HUGO BOSS: Citigroup Lowers Target Price
Overview
Citigroup has lowered its target price for HUGO BOSS stock from €68 to €60, citing concerns about the company's exposure to the Chinese market and the impact of the COVID-19 pandemic on its sales.
The downgrade comes as HUGO BOSS's share price has been under pressure in recent months, falling from a high of €80.20 in January 2022 to €55.80 as of March 8, 2023.
Key Points
Citigroup's downgrade of HUGO BOSS's target price is based on the following key points:
- The company's exposure to the Chinese market, which is experiencing a slowdown in economic growth.
- The impact of the COVID-19 pandemic on HUGO BOSS's sales, which have been hit by store closures and travel restrictions.
- The company's high levels of debt, which could make it vulnerable to a downturn in the economy.
Outlook
Citigroup believes that HUGO BOSS's share price is likely to remain under pressure in the near term, as the company faces challenges in its key markets.

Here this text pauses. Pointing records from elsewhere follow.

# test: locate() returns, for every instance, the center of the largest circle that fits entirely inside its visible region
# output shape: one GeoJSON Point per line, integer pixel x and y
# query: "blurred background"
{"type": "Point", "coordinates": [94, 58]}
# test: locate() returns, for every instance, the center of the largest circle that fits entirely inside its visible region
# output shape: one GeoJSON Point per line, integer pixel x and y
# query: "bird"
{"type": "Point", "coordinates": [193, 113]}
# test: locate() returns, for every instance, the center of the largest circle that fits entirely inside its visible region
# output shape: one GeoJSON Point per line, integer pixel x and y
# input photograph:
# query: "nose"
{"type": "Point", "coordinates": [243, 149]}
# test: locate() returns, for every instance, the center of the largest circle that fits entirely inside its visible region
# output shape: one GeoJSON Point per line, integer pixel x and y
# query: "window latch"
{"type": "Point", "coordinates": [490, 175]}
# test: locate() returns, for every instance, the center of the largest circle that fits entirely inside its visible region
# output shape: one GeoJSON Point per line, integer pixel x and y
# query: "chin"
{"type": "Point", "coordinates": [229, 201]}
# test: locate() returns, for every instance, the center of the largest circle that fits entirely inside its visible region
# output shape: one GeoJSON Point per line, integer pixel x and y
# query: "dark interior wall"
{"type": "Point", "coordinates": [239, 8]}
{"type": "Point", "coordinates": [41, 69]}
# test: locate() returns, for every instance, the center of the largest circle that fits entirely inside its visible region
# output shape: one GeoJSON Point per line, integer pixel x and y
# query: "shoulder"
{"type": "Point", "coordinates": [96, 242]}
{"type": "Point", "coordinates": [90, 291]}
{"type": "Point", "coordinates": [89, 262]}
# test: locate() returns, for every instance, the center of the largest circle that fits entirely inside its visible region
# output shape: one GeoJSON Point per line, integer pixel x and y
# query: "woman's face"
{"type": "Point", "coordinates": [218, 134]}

However, the bank remains positive on the company's long-term prospects, citing its strong brand and global reach.
Recommendations
Citigroup recommends that investors hold their HUGO BOSS shares, as the bank believes that the company's long-term prospects remain strong.
However, the bank advises investors to be aware of the risks associated with the company's exposure to the Chinese market and the impact of the COVID-19 pandemic on its sales.